Now imagine theoretically a CPU that prefetches both branch paths. And for subsequent if statements in both paths, it will prefetch four paths, etc. The CPU doesn't magically grow four times the cache space, so it's going to prefetch a shorter portion of each path than it would do for a single path.
If you find half of your prefetches being wasted, losing say 5% of your CPU time, then you do want to look for a solution that doesn't branch.
If we're beyond the "early optimization" phase, then surely we're beyond the "I can measure that" phase as well? With the crazy complexities of modern CPU architecture, the only way to know for sure is to try it and measure. Surely there can't be that many circumstances where you will have a choice of two ways to implement something, one of which requires a branch and one which doesn't.
Not exactly an answer, but you can find here an applet demonstrates the finite state machine often used for table-based branch-prediction in modern microprocessors.
It illustrates the use extra logic to generate a fast (but possibly wrong) estimate for the branch condition and target address.
The processor fetches and executes the predicted instructions at full speed, but needs to revert all intermediate results when the prediction turns out to having been wrong.
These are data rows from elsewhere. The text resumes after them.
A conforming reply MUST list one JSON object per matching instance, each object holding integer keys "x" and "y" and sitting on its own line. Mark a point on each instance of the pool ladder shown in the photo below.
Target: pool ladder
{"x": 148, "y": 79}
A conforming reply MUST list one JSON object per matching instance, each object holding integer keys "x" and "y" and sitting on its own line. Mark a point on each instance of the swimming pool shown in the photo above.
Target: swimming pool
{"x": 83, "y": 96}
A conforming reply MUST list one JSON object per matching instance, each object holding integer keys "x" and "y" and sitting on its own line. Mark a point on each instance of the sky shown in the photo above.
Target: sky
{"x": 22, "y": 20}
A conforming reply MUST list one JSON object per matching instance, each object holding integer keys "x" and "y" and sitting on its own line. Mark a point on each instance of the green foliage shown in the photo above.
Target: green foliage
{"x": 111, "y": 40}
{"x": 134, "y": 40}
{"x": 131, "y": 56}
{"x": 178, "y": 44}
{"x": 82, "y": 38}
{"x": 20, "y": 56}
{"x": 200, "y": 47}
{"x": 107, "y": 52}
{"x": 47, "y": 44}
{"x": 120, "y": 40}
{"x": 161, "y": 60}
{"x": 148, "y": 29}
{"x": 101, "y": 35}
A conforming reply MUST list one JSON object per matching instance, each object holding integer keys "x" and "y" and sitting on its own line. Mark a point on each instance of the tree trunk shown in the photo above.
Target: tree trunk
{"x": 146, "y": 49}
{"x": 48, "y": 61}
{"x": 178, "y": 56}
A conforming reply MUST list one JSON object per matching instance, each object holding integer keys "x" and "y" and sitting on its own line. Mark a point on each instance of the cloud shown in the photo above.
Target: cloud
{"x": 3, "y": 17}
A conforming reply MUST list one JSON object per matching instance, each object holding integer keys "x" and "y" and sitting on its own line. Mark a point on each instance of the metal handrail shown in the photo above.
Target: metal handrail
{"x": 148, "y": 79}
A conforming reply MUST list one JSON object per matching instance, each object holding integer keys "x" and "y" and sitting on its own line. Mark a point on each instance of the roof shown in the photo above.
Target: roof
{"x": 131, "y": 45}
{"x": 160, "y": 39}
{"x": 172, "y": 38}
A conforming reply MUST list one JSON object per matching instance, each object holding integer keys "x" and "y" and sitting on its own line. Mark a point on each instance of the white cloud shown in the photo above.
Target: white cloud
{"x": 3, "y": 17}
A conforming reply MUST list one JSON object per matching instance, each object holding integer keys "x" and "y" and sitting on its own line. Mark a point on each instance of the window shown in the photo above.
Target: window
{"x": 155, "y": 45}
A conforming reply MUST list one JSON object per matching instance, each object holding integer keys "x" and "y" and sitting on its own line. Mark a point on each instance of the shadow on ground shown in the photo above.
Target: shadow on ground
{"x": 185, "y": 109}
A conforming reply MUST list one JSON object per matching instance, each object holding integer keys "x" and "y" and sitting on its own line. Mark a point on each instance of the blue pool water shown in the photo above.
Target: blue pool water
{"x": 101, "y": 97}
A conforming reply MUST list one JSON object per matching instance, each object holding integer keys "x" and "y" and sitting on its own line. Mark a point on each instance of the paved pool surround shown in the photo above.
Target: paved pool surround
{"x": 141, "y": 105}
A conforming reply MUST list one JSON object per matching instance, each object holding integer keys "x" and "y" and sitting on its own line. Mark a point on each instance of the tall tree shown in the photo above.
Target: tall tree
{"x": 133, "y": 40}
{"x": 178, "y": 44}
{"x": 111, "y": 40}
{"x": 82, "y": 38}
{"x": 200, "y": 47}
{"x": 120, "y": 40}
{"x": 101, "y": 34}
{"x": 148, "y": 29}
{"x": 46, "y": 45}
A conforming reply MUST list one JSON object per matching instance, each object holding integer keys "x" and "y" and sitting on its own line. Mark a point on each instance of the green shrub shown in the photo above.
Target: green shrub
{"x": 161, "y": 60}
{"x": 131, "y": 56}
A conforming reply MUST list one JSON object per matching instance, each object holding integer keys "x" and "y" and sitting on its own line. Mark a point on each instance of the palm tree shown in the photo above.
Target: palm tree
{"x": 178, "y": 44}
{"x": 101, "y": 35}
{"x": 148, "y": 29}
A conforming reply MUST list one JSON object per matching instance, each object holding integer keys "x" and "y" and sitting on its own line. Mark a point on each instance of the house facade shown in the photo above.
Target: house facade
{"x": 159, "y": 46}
Yes, branch prediction really can be a performance issue.
This question (currently the highest-voted question on StackOverflow) gives an example.
My answer is:
The reason AMD has been as fast or better than Intel at some points is the past is simply that they had better branch prediction.
If your code has no branch prediction, (Meaning it has no branches), then it can be expected to run faster.
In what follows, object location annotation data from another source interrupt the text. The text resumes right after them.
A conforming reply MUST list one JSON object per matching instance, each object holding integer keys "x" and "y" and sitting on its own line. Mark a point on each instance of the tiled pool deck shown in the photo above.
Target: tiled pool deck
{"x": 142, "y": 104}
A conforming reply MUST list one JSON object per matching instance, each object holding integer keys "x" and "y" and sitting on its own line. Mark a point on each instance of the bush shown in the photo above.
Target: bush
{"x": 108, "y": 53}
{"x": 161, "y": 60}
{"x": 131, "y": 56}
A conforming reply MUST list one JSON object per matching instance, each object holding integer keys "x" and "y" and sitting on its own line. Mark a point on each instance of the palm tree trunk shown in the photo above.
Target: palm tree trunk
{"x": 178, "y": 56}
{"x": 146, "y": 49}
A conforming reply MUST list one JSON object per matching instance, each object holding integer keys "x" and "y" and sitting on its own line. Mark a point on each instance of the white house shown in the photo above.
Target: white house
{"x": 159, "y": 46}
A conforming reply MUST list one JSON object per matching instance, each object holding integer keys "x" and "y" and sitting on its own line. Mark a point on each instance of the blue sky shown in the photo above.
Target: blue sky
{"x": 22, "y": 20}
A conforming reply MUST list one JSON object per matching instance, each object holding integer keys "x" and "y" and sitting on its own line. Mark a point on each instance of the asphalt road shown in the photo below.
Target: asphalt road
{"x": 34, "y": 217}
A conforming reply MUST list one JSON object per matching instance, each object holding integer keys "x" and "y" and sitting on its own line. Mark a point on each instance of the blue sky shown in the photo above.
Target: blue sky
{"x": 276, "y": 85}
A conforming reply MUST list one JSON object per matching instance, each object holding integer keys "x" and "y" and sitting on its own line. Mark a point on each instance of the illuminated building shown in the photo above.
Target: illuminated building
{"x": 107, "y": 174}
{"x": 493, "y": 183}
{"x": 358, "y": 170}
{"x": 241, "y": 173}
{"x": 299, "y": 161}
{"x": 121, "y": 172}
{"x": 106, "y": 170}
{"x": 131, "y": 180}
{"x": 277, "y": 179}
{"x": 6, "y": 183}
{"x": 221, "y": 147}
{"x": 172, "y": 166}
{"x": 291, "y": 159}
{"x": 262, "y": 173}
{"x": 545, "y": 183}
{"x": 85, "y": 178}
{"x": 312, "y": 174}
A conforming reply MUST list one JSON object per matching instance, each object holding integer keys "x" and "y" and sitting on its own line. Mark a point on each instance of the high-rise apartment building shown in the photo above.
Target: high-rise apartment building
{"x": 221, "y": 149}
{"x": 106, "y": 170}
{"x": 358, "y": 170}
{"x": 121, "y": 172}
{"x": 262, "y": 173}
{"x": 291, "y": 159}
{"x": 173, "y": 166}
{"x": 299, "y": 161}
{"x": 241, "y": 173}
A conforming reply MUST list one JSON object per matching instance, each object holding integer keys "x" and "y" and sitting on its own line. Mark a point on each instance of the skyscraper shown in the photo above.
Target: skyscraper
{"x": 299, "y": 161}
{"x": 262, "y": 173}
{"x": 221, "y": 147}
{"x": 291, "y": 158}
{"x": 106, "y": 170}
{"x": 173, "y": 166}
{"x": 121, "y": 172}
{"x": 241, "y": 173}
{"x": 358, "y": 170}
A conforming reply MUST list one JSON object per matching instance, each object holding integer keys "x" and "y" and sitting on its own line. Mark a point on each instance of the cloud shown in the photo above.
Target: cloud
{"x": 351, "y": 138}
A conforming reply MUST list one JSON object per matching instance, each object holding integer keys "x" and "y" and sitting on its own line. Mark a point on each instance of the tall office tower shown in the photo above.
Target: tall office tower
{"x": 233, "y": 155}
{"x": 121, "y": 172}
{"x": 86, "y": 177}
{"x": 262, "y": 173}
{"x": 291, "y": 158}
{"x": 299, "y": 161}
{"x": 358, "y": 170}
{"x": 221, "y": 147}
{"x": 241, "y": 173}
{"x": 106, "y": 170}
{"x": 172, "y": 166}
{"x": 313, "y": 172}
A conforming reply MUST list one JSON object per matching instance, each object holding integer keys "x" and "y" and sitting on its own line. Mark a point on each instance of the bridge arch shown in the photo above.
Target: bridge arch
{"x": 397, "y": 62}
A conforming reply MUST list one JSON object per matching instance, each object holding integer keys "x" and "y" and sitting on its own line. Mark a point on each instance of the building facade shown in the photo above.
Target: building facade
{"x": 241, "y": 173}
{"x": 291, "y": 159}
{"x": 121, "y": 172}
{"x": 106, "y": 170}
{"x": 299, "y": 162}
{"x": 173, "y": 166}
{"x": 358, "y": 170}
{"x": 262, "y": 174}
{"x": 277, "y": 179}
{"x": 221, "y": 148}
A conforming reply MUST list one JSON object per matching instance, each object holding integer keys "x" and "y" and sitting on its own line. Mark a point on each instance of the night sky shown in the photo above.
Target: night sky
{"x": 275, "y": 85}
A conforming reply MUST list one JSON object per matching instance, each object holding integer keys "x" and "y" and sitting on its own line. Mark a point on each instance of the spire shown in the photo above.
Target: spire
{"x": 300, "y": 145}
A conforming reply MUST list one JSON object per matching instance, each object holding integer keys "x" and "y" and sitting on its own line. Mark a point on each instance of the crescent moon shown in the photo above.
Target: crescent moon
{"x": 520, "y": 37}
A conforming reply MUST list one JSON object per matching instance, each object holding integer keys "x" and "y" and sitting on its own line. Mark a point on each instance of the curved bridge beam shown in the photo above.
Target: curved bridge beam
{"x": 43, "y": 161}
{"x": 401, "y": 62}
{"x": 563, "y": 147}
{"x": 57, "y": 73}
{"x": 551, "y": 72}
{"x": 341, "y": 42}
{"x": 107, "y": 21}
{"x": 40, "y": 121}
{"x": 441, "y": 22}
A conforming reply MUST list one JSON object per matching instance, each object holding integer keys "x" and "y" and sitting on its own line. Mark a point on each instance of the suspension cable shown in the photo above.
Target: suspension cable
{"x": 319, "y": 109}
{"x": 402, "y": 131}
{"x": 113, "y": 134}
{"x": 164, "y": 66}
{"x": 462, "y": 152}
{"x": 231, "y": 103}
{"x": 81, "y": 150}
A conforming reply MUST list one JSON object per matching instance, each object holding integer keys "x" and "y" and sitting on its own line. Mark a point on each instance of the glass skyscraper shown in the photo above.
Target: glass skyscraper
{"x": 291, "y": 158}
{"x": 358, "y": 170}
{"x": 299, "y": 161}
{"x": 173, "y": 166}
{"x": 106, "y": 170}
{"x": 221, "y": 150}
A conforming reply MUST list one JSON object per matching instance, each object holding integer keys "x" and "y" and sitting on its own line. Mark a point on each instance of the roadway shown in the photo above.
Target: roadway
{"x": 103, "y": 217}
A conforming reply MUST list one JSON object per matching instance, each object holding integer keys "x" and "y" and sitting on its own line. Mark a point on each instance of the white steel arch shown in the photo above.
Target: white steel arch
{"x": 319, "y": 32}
So, conclusion: avoid branches if they're not necessary. If they are, try to make it so that one branch is evaluated 95% of the time.
One thing I recently found (on a TI DSP) is that trying to avoid branches can sometimes generate more code than the branch prediction cost.
I had something like the following in a tight loop:
if (var >= limit) { otherVar = 0;}
I wanted to get rid of the potential branch, and tried changing it to:
otherVar *= (var<limit)&1;
But the 'optimization' generated twice as much assembly and was actually slower.